A 2016 study sought to determine whether concussions predictably affect pitch perception, sound identification, and speech processing in children. The study found that children with concussions respond inadequately to changes in pitch and display a distinct profile of impaired sound processing.
Presently, the diagnosis of concussions – mild brain injuries sustained after forceful blows to the head or neck, which can impair concentration, balance, coordination, memory, and emotional responses – is fairly subjective, relying heavily on the breadth and accuracy of a patient’s report of the symptoms they have been experiencing. Making an accurate diagnosis can, therefore, be especially challenging when dealing with child patients. As such, objective and distinct indicators of concussive brain damage would help physicians correctly identify the disease in patients and better outline a path to recovery. As mild traumatic brain injuries such as concussions are associated with difficulty making sense of sounds, identifying reliable measures of concussion-specific sound perception and processing difficulties may provide a basis for the development of effective tools for the diagnosis of concussions.

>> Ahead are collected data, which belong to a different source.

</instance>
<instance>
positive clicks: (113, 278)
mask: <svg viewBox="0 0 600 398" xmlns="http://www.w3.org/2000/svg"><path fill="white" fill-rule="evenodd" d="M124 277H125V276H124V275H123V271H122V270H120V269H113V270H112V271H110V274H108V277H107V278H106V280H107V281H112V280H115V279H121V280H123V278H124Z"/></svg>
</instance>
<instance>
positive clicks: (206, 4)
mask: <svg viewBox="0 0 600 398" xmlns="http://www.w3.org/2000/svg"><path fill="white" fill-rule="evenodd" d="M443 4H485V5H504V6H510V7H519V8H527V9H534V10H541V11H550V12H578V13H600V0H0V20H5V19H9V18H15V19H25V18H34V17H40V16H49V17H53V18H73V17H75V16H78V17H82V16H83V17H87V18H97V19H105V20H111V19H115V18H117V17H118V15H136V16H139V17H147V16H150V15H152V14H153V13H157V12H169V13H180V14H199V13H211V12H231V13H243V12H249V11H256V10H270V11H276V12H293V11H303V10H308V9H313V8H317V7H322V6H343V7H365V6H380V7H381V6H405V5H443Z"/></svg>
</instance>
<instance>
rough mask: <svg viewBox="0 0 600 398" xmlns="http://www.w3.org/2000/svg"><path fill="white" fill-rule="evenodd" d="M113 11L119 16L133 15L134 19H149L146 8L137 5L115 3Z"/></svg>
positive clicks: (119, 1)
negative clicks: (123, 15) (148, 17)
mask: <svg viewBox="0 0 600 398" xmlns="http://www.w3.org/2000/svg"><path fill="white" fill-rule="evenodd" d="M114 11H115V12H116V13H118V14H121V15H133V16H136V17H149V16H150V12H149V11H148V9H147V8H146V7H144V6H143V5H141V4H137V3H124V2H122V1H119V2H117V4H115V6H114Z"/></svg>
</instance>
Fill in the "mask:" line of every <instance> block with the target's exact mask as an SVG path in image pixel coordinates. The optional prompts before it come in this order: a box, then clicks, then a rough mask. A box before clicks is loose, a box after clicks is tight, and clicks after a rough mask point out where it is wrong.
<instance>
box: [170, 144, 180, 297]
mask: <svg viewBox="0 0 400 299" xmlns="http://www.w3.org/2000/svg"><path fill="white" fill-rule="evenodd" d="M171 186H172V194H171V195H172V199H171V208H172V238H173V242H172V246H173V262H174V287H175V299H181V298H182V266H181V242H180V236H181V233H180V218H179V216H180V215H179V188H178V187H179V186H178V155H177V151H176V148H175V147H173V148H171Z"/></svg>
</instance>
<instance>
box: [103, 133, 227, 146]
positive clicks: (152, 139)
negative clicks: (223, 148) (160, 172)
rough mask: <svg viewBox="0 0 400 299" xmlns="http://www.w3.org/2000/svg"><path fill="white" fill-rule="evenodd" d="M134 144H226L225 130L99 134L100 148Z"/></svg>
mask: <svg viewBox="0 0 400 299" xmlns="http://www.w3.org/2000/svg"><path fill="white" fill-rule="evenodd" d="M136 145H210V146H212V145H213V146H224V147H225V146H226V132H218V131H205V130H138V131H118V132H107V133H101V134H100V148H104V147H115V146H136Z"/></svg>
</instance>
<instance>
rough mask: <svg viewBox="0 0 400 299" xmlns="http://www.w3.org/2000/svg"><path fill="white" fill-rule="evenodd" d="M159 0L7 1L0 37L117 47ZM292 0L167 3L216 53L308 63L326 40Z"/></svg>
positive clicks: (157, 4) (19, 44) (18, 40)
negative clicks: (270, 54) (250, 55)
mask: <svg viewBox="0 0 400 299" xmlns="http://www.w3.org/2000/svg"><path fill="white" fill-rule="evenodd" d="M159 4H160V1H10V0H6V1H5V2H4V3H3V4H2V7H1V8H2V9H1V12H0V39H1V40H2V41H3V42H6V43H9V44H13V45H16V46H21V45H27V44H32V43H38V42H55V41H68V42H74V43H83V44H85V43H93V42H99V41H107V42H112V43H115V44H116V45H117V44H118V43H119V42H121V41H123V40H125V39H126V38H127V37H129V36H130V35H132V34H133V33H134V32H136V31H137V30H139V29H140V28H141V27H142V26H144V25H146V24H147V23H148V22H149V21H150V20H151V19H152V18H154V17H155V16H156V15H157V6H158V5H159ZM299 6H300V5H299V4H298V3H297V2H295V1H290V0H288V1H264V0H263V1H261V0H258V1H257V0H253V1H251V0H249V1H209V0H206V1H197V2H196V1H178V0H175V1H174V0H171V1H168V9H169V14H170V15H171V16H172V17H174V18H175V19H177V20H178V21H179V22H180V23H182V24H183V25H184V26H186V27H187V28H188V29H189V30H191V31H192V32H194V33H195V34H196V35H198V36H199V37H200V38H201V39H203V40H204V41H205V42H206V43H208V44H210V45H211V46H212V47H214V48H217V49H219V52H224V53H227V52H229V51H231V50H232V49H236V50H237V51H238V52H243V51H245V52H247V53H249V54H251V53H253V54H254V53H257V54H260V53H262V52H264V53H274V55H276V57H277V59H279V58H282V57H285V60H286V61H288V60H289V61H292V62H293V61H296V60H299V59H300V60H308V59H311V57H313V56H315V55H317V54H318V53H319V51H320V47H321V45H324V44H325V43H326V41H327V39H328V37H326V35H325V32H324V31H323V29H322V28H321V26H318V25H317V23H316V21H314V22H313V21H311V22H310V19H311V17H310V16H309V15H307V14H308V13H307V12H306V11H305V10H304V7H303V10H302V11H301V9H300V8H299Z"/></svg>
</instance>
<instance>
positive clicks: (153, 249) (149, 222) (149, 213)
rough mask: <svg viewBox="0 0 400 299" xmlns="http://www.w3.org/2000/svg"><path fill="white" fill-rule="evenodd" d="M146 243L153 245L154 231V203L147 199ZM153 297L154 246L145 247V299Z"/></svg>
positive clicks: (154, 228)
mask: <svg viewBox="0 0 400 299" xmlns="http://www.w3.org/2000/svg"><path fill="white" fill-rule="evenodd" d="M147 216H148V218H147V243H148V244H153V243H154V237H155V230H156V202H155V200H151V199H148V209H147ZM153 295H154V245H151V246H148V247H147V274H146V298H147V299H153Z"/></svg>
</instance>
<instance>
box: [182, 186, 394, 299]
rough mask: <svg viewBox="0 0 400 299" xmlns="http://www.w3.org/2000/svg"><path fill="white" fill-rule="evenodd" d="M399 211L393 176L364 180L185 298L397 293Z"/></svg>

In a 2016 study published in Scientific Reports, researchers sought to determine whether concussions predictably affect the ability of child concussion patients to perceive pitch, identify sounds, and recognize rhythms, stresses, and intonations in speech. Twenty children clinically diagnosed with a concussion – 6 boys and 14 girls, average age 13.39 years – were recruited from a sports medicine clinic in Chicago. Thirteen reported previously having a brain injury. Non-concussed controls with no history of brain injury – 6 boys and 14 girls, average age 13.64 years – were recruited from the community. Eleven in the concussed group – 3 boys and 8 girls, average age 13.25 years – were retested 11-54 days after their initial examination. Normal hearing was confirmed by measuring changes in voltage generated by the brainstem when exposed to 80.4 dB clicks, and by registering the low level sounds naturally generated by the inner ear that are indicative of structures crucial to hearing.
Sound perception was determined by measuring changes in voltage generated by the brainstem (responses) to sound recordings, especially the frequency-following response (FFR) for each subject – the ability to identify a difference between certain voiceless and voiced consonant sounds, e.g. the change from a voiceless, percussive d sound to a voiced, sustained d sound. After hearing recordings of voiceless consonant sounds followed by their corresponding voiced consonant sounds, all played against various levels of background noise, responses and response times were recorded. The fundamental frequency (F0) – a basic component of pitch – which increases as a consonant sound moves from voiceless to voiced, was recorded for each transition. The severity of 19 concussion symptoms were scored from 0-6 (with 6 representing great intensity) and added together to produce an overall severity score for each concussion patient.
Though the pattern of sensitivity to the different frequencies against background noise was similar in both groups, sensitivity, F0 responses, and FFRs were greater in the control group than in the concussion group. Those with more severe symptoms were less sensitive to changes in F0. For those retested, all of whose symptoms improved, F0 responses increased 30%, falling within the range of the control group. Response times for the beginning of sounds, the transition between the percussive and sustained aspects of voiced consonant sounds, and the endings of sounds were the same for both groups. Response times with respect to vocal variations were slightly longer for the concussion group. In addition, using the FFR as a diagnostic measure correctly categorized 18 of the 20 concussion group patients (90%) and 19 out of the 20 control patients (95%).
Overall, the results of this study suggest that sensitivity to the F0 of a sound is lower and brainstem responses to it are weaker, less accurate, and slower in children with concussions than in their uninjured counterparts. Consequently, it may be that children with concussions respond inadequately to changes in pitch and process speech less effectively. The high accuracy of the FFR as an indicator of belonging to the concussion group in this study suggests it may serve as an effective basis for diagnostic tools in the future. Further research with larger sample sizes will be required to determine whether the FFR can be used to distinguish concussions from similar mild traumatic brain injuries. As the concussion group was recruited from a sports medicine clinic – to which patients are referred to receive specialized treatment – the concussive symptoms represented may have been more severe than those which might have been observed had patients been recruited from a hospital. Future research would also benefit from a larger, sex-balanced study population in order to obtain conclusive results.